If you have any children, make sure they keep away from the tray.
Accidents will happen …
A dirty litter tray is not the only possible reason for your kitten changing her toilet behaviour. The cause can sometimes be psychological. She may be in need of more attention, or perhaps her usual ‘territory’ has changed. As a result, a normally house-trained kitten can suddenly change.
The onset of sexual maturity is another possible problem and this can be avoided by neutering at an early age. With so many factors potentially involved, it's best to check with your vet for ideas about getting your kitten back on track.
… but they needn’t happen twice
If your kitten does have an accident, for whatever reason, the smell left afterwards may well encourage her to repeat it in the same spot. That’s why you need to clean up the offending mess, preferably with soapy water. Avoid detergents with ammonia as the smell of these is too close to the kitten’s own waste.

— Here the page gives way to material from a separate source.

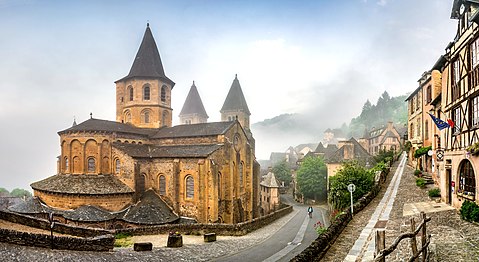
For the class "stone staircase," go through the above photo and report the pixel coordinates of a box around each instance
[421,172,434,185]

Once everything is completely cleaned away she'll start behaving normally again.
Cats are very clean animals and learn how to use a litter tray quickly, normally by copying their mother. If your kitten doesn't know what the tray is for, she'll need some help from you:
Point her in the right direction.
Watch your kitten's behaviour closely. She may be a little nervous of the litter tray or need help remembering where it is. So, if she’s looking uncomfortable, take her there.
You can also help by placing her in her tray early in the morning, last thing at night and after every meal. Do this several times and she'll soon make the right association between going to the toilet and using the tray, as well as remembering exactly where to go.
Out of sight but not out of reach.
Where you put the litter box is very important. It must be in a private place, away from her bed, food bowl and water, but always accessible. If not, she'll find a more suitable spot. Make sure her tray is always kept clean because she'll refuse to use one that’s dirty or smelly.
Careful when you clean though. Disinfect her litter box with something too strong-smelling or move it away from the usual spot and you could disrupt her routine.
When your kitten does use her tray, make sure she receives plenty of attention and small treats. That way, the litter box will soon have good associations, and you’ll be amazed at how quickly she'll adjust to using it. All it takes is a little patience and lots of encouragement and accidents will be a thing of the past.